The state of the city is pretty shitty.

The title says it all.
But you wouldn't know it from what Lovely Warren says.
Tonight, Mayor Warren gave her "state of the city" address.
It should have billed as "The Lovely Warren Feel Good About Me Variety Show."
Undoubtedly, she and her staff had been working on it for weeks.
All that was missing was a theme song, clowns and choreographed dancing on the stage.
The event took place at Wilson Magnet School. The location was carefully chosen because it is Mayor Warren's old stomping ground; it is located in the heart of one of Rochester's black neighborhoods, guaranteed to provide the mayor with a cheerleading squad; and it has a small auditorium, so it would fill to capacity quickly and easily, to be recorded by the cameras of the news crews filming it.
I won't waste my time giving you a blow by blow account of the mayor's address to the citizens of Rochester. You will be able to see it on the city's website, channel 12 or WXXI in full.
Rochester's local newsrag, the Demogogue and Comicon, will undoubtedly praise it. They will probably provide a written transcript online and in tomorrow's hard copy, so you can read it there, as well.
But you will miss the visual effects that way.
What I will say is that the mayor is not personally responsible for Rochester's decay. She inherited this mess from mayors Ryan, Johnson, Duffy and Richards.
Tonight she also took credit for questionable projects that had begun under Duffy and Richards, before she ensconced herself in the mayor's office.
She also very briefly touched upon poverty in Rochester. She hardly mentioned that we are the poorest city in America for its size and that over fifty percent of our children grow up in poverty.
She never mentioned our piss-poor school system, our near moronic school board or our idiotic superintendent of schools. Our school system is the worst in the state, and one of the worst in the country.
The mayor did mention education in the most oblique way possible, that children need access to good schools.
According to Lovely Warren, we are poised to become great again, to reinvent ourselves.

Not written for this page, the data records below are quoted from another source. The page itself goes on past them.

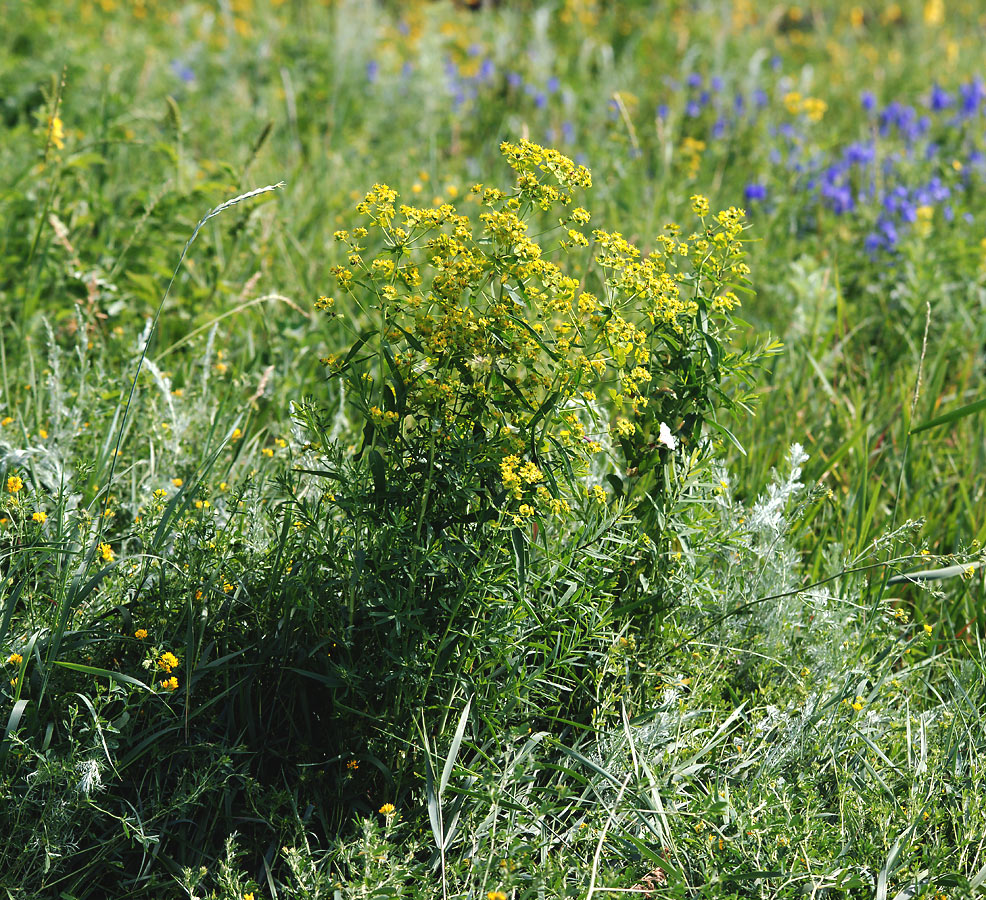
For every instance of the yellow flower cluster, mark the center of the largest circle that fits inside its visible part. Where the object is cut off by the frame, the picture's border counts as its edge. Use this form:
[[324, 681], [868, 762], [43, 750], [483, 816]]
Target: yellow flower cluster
[[484, 339]]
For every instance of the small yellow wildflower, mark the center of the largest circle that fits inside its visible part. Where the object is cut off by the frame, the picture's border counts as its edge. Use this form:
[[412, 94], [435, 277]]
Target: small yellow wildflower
[[700, 205], [56, 132]]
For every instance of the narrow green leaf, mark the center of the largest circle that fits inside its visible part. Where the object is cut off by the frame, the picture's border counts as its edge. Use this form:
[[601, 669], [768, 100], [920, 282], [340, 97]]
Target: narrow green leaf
[[949, 417]]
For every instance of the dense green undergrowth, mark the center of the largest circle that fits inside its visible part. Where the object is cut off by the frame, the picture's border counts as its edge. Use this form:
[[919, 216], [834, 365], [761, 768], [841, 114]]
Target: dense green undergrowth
[[456, 537]]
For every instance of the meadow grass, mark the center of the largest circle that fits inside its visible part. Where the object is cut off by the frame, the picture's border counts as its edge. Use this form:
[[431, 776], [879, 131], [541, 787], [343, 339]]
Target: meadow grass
[[351, 550]]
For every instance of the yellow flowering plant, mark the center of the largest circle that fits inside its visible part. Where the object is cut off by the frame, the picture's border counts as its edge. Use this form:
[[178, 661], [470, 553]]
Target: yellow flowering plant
[[489, 377]]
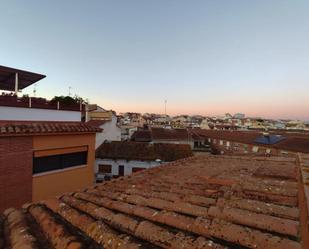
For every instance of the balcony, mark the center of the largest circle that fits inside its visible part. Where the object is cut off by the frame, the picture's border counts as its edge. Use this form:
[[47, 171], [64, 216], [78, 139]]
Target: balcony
[[12, 100]]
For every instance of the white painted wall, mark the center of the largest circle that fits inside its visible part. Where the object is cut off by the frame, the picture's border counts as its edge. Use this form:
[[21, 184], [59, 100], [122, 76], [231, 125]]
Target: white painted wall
[[35, 114], [128, 165], [111, 132]]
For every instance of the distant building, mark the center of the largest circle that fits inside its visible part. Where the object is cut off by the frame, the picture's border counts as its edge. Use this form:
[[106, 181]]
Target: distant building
[[110, 130], [239, 116], [95, 112], [162, 135]]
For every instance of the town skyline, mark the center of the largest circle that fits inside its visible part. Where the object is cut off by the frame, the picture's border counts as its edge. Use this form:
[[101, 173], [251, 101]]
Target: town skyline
[[204, 57]]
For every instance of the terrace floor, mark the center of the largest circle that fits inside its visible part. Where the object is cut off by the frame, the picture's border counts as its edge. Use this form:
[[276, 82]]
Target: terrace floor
[[200, 202]]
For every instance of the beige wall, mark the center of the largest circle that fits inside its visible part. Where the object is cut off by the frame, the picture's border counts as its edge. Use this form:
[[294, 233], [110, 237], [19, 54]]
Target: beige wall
[[51, 184]]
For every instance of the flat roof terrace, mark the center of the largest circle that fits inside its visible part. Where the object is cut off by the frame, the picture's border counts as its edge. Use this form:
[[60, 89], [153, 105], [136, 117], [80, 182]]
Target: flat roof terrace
[[199, 202], [12, 79]]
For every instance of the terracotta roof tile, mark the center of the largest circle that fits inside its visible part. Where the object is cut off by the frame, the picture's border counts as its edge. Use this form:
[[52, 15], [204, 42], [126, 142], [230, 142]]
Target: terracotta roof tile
[[17, 128], [197, 202]]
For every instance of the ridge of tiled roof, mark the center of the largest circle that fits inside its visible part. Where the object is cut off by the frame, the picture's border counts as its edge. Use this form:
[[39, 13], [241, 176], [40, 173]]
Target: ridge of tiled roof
[[160, 134], [169, 134], [143, 151], [201, 202], [97, 123], [17, 128], [141, 136]]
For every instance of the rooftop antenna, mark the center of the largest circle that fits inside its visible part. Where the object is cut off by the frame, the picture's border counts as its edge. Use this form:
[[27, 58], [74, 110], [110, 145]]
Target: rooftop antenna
[[165, 103], [34, 90]]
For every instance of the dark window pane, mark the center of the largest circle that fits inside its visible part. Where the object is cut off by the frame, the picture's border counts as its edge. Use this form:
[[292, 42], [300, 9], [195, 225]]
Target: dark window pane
[[47, 163], [134, 169], [121, 170], [105, 168], [56, 162]]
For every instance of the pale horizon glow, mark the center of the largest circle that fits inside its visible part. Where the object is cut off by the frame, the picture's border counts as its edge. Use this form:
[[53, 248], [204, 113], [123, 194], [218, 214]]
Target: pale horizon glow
[[203, 57]]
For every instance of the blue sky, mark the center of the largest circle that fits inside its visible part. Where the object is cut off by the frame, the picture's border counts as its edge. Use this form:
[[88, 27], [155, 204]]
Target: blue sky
[[204, 57]]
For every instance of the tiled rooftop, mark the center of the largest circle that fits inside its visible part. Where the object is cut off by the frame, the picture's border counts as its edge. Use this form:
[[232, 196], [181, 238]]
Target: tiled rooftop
[[199, 202], [17, 128]]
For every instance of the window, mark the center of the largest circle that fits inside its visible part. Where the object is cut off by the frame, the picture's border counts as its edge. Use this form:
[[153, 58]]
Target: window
[[105, 168], [56, 162], [255, 149], [134, 169], [121, 170]]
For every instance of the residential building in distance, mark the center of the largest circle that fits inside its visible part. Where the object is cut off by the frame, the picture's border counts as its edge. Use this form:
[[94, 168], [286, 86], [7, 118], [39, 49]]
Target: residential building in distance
[[125, 158], [13, 107], [95, 112], [110, 131], [42, 159], [199, 202], [252, 142]]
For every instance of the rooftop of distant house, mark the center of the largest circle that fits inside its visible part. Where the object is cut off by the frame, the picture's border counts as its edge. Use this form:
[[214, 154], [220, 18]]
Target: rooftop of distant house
[[161, 134], [199, 202], [25, 78], [24, 128], [143, 151]]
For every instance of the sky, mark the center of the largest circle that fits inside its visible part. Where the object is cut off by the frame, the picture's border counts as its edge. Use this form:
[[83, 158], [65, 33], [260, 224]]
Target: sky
[[204, 57]]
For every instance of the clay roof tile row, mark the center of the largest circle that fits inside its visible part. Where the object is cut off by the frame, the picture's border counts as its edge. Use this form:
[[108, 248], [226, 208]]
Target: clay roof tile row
[[197, 202]]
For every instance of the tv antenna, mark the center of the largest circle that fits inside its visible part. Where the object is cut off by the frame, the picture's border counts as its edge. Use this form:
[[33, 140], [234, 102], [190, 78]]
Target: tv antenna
[[34, 91]]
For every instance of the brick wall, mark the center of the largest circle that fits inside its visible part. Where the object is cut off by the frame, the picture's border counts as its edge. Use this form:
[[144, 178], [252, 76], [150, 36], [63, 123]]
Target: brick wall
[[15, 171]]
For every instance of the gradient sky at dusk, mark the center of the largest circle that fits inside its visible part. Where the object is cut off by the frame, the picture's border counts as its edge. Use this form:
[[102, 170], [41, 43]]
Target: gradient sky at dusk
[[204, 57]]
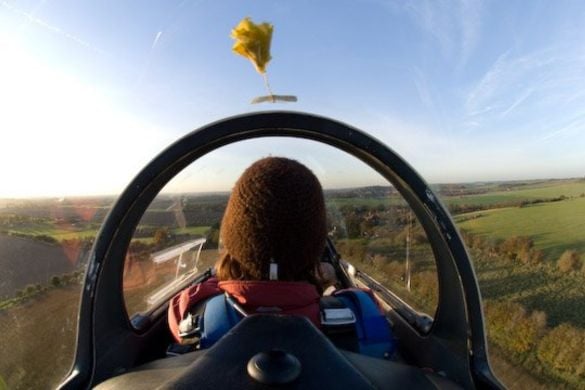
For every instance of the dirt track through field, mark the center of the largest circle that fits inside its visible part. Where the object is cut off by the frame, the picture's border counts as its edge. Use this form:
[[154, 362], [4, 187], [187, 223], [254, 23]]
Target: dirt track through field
[[24, 261]]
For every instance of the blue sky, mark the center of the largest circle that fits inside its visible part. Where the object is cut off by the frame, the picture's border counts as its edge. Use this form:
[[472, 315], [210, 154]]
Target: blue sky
[[464, 90]]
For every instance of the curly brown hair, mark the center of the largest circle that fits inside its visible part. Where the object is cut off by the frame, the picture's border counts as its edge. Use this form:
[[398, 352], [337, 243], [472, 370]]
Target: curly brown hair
[[276, 213]]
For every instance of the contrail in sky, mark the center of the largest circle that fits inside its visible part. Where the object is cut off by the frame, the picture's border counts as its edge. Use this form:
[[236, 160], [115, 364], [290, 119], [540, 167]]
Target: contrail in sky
[[39, 22]]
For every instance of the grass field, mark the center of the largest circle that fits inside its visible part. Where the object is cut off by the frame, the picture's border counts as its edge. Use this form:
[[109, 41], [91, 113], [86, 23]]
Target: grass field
[[554, 227], [38, 339]]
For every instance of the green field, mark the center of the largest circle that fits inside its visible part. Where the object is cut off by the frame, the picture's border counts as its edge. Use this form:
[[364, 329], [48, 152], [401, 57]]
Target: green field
[[554, 227]]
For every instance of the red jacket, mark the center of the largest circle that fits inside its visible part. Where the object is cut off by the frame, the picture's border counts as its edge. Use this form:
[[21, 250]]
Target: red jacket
[[296, 298]]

This rhetoric has been used since the Johnson years, with nothing to show for it but worsening urban conditions all around.
It is a catchy phrase.
But in one year, Lovely Warren has made it all better.
In just one year.
From her mouth to God's ear.
Mayor Warren has been known to tell some whoppers in her first year in office.
At least she was consistent tonight.
And those people intimately connected to her, dependent on the city's largesse or on the city payroll, cheered.